Notebook

In [275]:

import numpy as np
import matplotlib.pyplot as plt
import scipy
from scipy.special import comb

On the corners of the hypercube¶

The curse of dimensionality™ refers to counter-intuitive phenomenons happening in high dimensions. It is often illustrated by the fact that for the hypercube $[0,1]^d$ of dimension $d$, most of the volume is next to the borders. Another way to see it is: for a point $X$ drawn uniformly at random from this cube, at least one coordinate of $X$ will be $\varepsilon$ close from $0$ or $1$ with probability $1-(1-2\varepsilon)^d$.

In truth, most of the volume of the hypercube is in the corners. But which corner exactly? We computed the probability that $X$ lands $\varepsilon$ close from a $(d-1)$-face, eg an hyperplane closing the hypercube. We could also compute the probability that $X$ lands $\varepsilon$ close from a $(d-k)$-face of the hypercube, eg an affine subspace of dimension $d-k$ closing the hypercube. Let's call this volume/probability $V(\varepsilon, k , d)$. For example, in 3d, we can wonder what is the probability that $X$ lands next to an edge $V(\varepsilon,k=2,d=3)$. We detail how to calculate this volume below.
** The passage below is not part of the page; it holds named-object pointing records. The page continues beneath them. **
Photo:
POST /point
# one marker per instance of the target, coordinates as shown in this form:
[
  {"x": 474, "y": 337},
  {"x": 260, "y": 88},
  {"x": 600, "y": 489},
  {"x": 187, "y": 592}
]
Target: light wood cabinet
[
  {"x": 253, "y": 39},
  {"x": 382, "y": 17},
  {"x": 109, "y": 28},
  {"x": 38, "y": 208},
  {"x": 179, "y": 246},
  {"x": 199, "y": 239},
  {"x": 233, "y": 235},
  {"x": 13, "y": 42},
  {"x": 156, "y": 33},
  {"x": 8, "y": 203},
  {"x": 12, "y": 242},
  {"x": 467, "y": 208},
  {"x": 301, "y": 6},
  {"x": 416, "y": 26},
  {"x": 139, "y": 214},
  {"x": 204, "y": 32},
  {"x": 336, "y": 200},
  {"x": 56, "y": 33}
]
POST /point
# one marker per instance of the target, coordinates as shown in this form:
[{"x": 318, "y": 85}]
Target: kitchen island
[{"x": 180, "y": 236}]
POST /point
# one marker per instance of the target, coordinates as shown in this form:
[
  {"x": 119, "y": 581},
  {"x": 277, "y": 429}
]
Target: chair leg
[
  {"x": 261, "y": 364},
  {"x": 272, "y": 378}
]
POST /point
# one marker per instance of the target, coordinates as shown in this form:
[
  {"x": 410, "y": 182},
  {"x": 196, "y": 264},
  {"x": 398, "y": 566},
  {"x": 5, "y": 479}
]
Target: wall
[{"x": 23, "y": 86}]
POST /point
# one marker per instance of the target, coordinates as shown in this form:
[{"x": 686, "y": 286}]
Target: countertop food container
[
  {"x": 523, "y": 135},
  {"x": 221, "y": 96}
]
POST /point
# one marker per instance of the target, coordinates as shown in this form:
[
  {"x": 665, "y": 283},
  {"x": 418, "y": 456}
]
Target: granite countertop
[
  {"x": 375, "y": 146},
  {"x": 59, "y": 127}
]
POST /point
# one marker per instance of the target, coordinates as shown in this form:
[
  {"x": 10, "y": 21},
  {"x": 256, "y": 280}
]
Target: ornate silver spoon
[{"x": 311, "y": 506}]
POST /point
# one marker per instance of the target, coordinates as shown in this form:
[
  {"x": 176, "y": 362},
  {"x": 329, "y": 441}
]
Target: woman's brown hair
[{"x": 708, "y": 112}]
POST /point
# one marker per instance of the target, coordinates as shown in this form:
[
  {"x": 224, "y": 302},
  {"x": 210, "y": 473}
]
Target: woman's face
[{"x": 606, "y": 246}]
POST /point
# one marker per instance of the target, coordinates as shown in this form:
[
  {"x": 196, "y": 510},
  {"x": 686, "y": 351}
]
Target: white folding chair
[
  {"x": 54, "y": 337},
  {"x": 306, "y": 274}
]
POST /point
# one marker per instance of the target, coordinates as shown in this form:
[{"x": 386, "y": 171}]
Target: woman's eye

It is in fact easier to estimate the volume that is at least $\varepsilon$ far from all $(d-k)$ face: $1-V(\varepsilon, k , d)$.
To define a $(d-k)$-faces, one needs to set $k$ coordinates to $0$ or $1$, so the number of such faces is $2^k \binom{d}{k}$.
For each face of dimension $d-j > d-k$, we add the volume that is $\varepsilon$ close from its center of area $(1-2\varepsilon)^{d-j}$, meaning $\varepsilon^j (1-2\varepsilon)^{d-j}$.
The resulting formula is the partial binomial sum:

$$ 1-V(\varepsilon, k , d) = \sum_{j=0}^{k-1}\binom{d}{j} (2\varepsilon)^{j} (1-2\varepsilon)^{d-j}$$

One can verify that this formula recovers the whole volume $1$ when $k=d+1$ (there is no face of dimension $-1$) and that it gives the right formulas for $k=1$ and $k=d$.
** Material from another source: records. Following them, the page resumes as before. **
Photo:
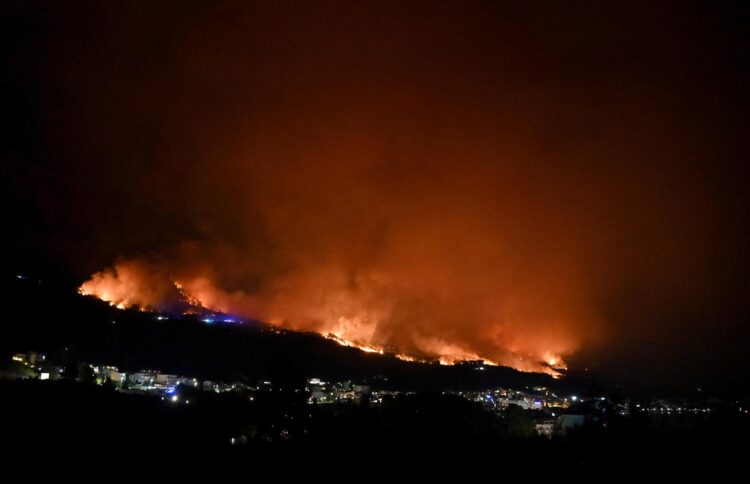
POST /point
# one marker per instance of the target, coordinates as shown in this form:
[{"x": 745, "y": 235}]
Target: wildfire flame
[{"x": 125, "y": 286}]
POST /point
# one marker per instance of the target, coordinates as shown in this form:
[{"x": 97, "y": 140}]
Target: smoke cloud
[{"x": 449, "y": 181}]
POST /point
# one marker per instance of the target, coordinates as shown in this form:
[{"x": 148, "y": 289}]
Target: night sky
[{"x": 519, "y": 182}]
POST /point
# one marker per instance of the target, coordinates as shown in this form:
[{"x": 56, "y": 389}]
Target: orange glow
[{"x": 129, "y": 284}]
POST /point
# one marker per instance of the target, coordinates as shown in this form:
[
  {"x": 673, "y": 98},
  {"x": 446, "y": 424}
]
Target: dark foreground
[{"x": 71, "y": 417}]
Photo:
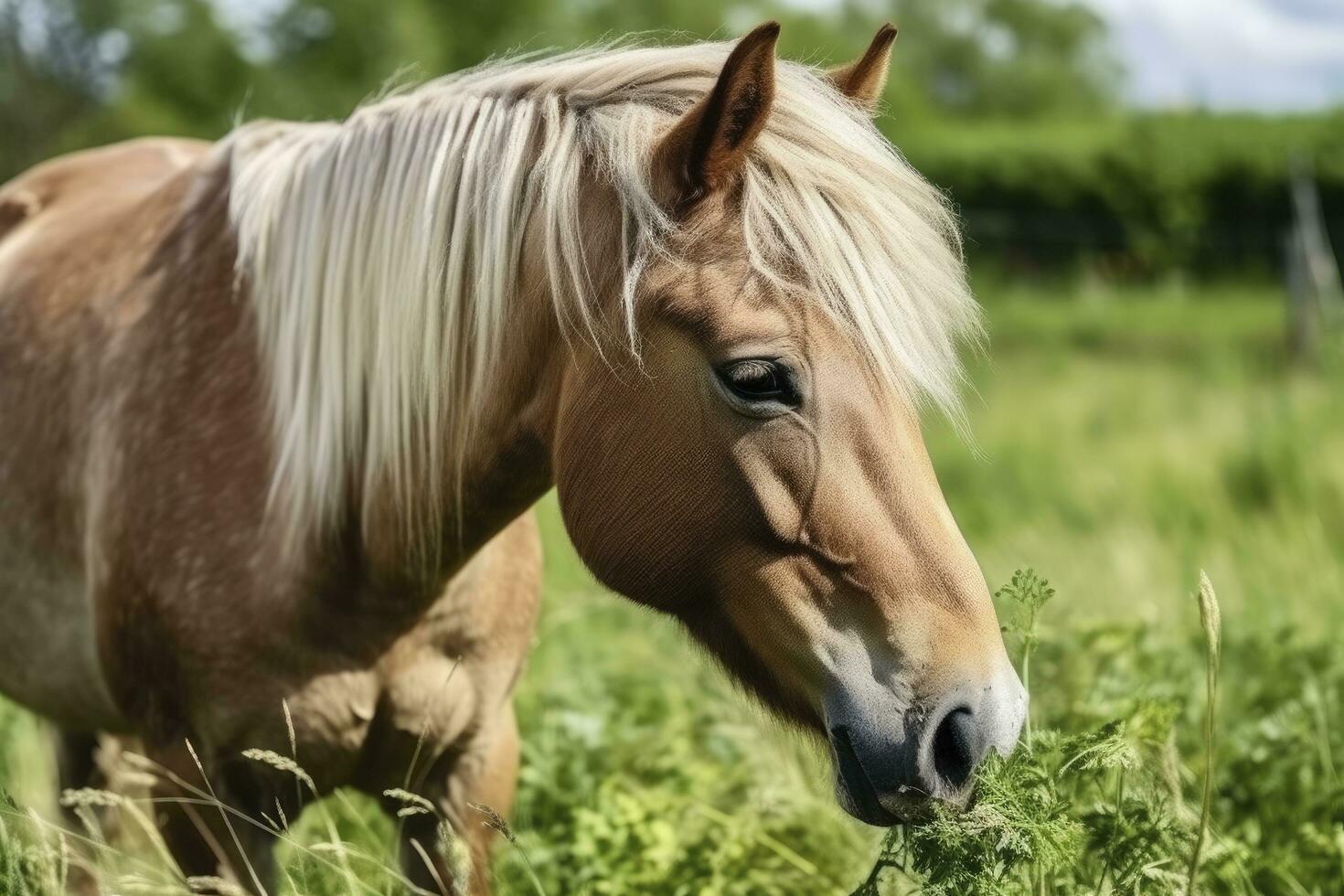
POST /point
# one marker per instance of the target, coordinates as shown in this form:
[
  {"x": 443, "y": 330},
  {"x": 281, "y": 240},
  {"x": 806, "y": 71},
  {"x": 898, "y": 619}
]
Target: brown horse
[{"x": 262, "y": 400}]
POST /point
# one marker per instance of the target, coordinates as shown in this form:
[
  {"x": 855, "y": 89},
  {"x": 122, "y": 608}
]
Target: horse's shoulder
[{"x": 102, "y": 175}]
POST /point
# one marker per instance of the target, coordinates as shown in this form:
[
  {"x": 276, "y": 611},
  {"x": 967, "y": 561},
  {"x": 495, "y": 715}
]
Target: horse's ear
[
  {"x": 864, "y": 78},
  {"x": 707, "y": 145}
]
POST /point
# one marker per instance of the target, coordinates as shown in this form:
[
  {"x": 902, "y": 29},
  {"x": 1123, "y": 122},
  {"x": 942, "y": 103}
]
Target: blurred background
[{"x": 1151, "y": 191}]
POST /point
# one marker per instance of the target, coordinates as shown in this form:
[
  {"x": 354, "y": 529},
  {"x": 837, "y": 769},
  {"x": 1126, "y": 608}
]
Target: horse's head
[{"x": 758, "y": 477}]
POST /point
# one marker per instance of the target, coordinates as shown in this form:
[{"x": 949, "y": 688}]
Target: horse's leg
[
  {"x": 214, "y": 827},
  {"x": 485, "y": 776}
]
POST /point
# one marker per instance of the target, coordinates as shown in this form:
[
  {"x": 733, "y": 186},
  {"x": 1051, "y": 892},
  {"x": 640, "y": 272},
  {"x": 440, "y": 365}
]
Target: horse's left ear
[
  {"x": 864, "y": 78},
  {"x": 707, "y": 145}
]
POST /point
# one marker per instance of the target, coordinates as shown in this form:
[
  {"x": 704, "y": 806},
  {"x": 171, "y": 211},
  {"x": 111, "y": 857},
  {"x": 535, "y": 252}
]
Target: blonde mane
[{"x": 382, "y": 252}]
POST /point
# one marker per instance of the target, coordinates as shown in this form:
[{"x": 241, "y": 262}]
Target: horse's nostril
[{"x": 955, "y": 747}]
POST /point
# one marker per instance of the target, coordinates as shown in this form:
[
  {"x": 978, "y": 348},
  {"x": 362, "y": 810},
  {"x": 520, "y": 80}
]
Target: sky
[
  {"x": 1230, "y": 54},
  {"x": 1267, "y": 55}
]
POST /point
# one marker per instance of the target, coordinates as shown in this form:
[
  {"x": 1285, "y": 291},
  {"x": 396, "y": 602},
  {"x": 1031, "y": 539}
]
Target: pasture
[{"x": 1121, "y": 443}]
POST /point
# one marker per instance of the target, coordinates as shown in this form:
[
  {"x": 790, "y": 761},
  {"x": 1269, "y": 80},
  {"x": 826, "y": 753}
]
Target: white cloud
[{"x": 1230, "y": 54}]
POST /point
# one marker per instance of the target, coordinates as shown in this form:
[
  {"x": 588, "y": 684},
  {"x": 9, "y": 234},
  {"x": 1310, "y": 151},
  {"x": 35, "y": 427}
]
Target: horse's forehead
[{"x": 729, "y": 301}]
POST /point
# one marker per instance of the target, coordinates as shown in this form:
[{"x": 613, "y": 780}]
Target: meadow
[{"x": 1123, "y": 440}]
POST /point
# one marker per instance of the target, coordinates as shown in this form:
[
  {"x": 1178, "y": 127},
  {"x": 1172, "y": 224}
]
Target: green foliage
[{"x": 1136, "y": 194}]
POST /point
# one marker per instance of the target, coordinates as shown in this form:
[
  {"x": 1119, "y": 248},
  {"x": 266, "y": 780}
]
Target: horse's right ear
[{"x": 709, "y": 143}]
Let us study the behavior of this formula. For a given $\varepsilon$, we would like to know what is the dimension of the faces around which most of the volume is concentrated. As we will see, in high dimensions, there is a quick phase transition around a precise value of $k$.

In [302]:

def face(eps , d):
    """Return the probability that a point sampled uniformly at random
    from the d dimensional hypercube lands eps-close from a (d-k)-face
    for all values of k.
    """
    inds = np.arange(d)
    binomials = np.zeros(d)
    for j in range(d):
        binomials[j]=comb(d,j)
    terms = (2*eps)**inds * (1-2*eps)**(d - inds) * binomials
    terms = np.concatenate([[0],terms])
    probas = 1 - np.cumsum(terms)
    return probas

print('extremities of a line ', face(0.1, 1))
print('corners of a square ', face(0.1, 2))
print('vertex of a cube ', face(0.1, 3))

extremities of a line  [1.  0.2]
corners of a square  [1.   0.36 0.04]
vertex of a cube  [1.    0.488 0.104 0.008]
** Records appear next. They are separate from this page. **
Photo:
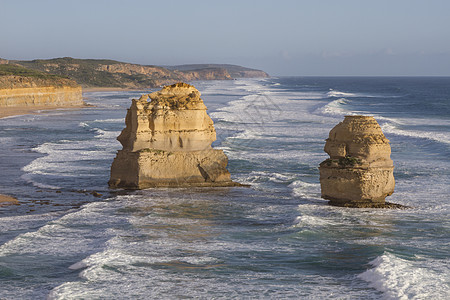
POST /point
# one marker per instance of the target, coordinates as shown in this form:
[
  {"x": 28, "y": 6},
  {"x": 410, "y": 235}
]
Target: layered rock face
[
  {"x": 167, "y": 142},
  {"x": 359, "y": 172}
]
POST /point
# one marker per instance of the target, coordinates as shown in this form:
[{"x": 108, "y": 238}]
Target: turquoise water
[{"x": 276, "y": 239}]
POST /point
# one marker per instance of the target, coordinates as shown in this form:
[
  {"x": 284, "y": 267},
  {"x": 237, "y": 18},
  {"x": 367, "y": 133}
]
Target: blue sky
[{"x": 316, "y": 37}]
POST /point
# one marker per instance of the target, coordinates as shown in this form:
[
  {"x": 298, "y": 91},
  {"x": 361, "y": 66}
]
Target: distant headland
[
  {"x": 41, "y": 84},
  {"x": 103, "y": 73}
]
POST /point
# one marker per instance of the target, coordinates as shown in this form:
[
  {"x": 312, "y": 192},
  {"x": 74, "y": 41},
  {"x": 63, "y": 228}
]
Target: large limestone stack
[
  {"x": 167, "y": 142},
  {"x": 359, "y": 172}
]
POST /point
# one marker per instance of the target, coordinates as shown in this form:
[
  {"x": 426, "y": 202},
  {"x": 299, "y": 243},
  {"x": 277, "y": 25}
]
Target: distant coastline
[{"x": 29, "y": 87}]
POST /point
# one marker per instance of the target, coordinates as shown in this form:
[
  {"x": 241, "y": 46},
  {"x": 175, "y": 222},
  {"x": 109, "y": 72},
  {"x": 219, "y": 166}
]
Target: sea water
[{"x": 276, "y": 239}]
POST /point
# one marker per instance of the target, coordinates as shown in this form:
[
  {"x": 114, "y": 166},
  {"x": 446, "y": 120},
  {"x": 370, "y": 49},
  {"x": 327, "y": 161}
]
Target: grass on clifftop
[{"x": 8, "y": 70}]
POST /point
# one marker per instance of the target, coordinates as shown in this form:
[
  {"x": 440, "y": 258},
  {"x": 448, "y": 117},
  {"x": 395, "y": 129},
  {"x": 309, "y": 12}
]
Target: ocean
[{"x": 276, "y": 239}]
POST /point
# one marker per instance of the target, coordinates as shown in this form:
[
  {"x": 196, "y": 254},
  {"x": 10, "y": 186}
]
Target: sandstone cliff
[
  {"x": 233, "y": 70},
  {"x": 167, "y": 142},
  {"x": 359, "y": 172},
  {"x": 20, "y": 87},
  {"x": 110, "y": 73}
]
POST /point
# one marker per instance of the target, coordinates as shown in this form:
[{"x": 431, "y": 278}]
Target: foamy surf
[{"x": 402, "y": 279}]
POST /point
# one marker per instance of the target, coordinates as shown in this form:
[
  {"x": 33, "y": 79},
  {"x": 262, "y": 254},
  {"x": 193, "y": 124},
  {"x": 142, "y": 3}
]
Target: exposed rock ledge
[{"x": 167, "y": 143}]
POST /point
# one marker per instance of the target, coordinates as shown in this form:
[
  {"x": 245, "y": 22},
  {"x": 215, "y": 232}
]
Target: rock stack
[
  {"x": 359, "y": 172},
  {"x": 167, "y": 143}
]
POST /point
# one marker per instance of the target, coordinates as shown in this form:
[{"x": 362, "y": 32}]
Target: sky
[{"x": 281, "y": 37}]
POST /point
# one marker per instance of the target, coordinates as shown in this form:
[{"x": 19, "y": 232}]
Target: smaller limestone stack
[
  {"x": 167, "y": 142},
  {"x": 359, "y": 172}
]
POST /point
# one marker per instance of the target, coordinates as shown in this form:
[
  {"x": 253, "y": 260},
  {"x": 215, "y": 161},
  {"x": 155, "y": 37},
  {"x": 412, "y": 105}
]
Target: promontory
[{"x": 23, "y": 89}]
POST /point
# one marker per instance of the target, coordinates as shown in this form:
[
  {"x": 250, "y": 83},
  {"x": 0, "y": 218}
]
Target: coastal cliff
[
  {"x": 167, "y": 143},
  {"x": 21, "y": 87},
  {"x": 115, "y": 74}
]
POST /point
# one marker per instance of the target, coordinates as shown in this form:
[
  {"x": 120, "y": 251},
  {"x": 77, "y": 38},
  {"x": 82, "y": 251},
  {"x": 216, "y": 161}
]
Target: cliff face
[
  {"x": 359, "y": 171},
  {"x": 167, "y": 142},
  {"x": 232, "y": 70},
  {"x": 36, "y": 89},
  {"x": 109, "y": 73}
]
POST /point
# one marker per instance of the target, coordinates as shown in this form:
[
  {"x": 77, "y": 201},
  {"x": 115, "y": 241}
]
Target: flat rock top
[{"x": 177, "y": 96}]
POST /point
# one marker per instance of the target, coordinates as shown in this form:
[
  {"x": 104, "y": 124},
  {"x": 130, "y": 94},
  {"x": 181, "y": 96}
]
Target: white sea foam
[
  {"x": 305, "y": 189},
  {"x": 442, "y": 137},
  {"x": 333, "y": 93},
  {"x": 409, "y": 279},
  {"x": 338, "y": 94},
  {"x": 335, "y": 108}
]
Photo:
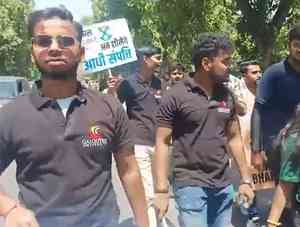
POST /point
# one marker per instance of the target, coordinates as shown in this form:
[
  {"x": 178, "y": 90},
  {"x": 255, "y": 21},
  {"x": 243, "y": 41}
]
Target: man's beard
[
  {"x": 219, "y": 79},
  {"x": 69, "y": 74}
]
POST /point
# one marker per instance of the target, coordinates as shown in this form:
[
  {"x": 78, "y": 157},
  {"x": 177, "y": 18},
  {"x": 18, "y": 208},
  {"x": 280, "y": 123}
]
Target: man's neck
[
  {"x": 146, "y": 74},
  {"x": 58, "y": 89},
  {"x": 204, "y": 82},
  {"x": 250, "y": 86},
  {"x": 295, "y": 64}
]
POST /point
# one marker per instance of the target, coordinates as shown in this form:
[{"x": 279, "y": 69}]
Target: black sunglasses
[{"x": 46, "y": 41}]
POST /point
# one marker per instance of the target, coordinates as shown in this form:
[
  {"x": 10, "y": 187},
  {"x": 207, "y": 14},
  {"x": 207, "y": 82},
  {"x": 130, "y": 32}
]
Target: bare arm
[
  {"x": 161, "y": 159},
  {"x": 161, "y": 170},
  {"x": 281, "y": 197},
  {"x": 132, "y": 182}
]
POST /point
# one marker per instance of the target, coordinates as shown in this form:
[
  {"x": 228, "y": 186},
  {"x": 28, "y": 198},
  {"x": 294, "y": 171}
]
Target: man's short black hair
[
  {"x": 52, "y": 12},
  {"x": 245, "y": 64},
  {"x": 148, "y": 51},
  {"x": 294, "y": 33},
  {"x": 209, "y": 46},
  {"x": 175, "y": 66}
]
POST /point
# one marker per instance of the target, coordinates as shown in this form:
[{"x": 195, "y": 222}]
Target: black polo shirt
[
  {"x": 142, "y": 99},
  {"x": 199, "y": 141},
  {"x": 64, "y": 164}
]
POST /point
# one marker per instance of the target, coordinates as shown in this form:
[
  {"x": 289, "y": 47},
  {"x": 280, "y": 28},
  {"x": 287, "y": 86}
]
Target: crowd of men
[{"x": 63, "y": 137}]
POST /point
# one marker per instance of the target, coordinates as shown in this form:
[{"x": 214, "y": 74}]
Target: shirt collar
[
  {"x": 141, "y": 80},
  {"x": 40, "y": 101},
  {"x": 193, "y": 86}
]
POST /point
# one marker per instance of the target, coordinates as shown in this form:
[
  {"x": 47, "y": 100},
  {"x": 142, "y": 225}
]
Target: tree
[
  {"x": 14, "y": 43},
  {"x": 263, "y": 21},
  {"x": 173, "y": 25}
]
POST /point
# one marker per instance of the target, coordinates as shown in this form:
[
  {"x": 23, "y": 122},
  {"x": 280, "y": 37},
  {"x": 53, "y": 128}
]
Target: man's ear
[
  {"x": 206, "y": 63},
  {"x": 82, "y": 53}
]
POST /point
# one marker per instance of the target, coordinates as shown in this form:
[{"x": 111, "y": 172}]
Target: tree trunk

This is a three dimensional real valued function. I want to understand its behavior. Three d plots are hard to understand so I will fix dimensions one by one.

Phase transition (fixed epsilon)¶

Plot the evolution of the probability as a function of $k$ when $d$ increases. The goal is to observe the phase transition happen for higher dimensions. The dimension for which this phenomenon starts to happen also depends on epsilon. Understanding the relationship between this critical dimension $d$, the critical $k$ and $\varepsilon$ could be interesting.

In [310]:

eps = 0.22
ds = np.concatenate([np.arange(1,5),
                     [10,20,50, 100, 200, 1000]])

In [311]:

for d in ds:
    probs = face(eps, d)
    plt.plot(np.linspace(0,1,d+1), probs, label=d)
plt.legend()
plt.xlabel('ratio k/d')
plt.ylabel(r'$P(\varepsilon={},k,d)$'.format(eps))

Out[311]:

Text(0,0.5,'$P(\\varepsilon=0.22,k,d)$')

Fixed dimension¶

For a given dimension, plot the probability as a function of k and epsilon

In [321]:

resolution = 200
d = 100
epsilons = np.linspace(0,0.5, resolution)

In [322]:

probs = np.zeros([d+1, resolution])
for i, eps in enumerate(epsilons):
    probs[:,i] = face(eps,d)

In [323]:

plt.pcolormesh(epsilons, np.arange(d+1), probs, alpha=1, cmap='seismic')
plt.colorbar()
plt.ylabel('dimension k')
plt.xlabel(r'size $\varepsilon$')
pass

The phase transition happens on the line $k/d = 2\varepsilon$, for all dimensions. This is verified for all dimensions $d$. Is this phenomenon simple to deduce from the formula? YES

Such a phase transition means that some coefficients of the sum $\sum_{j=0}^{k-1}\binom{d}{j} (2\varepsilon)^{j} (1-2\varepsilon)^{d-j}$ are much larger than the others. We can show that the maximum of these coeffecients happen asymptotically for $\alpha=2\varepsilon$. But first let us introduce a helpful lemma.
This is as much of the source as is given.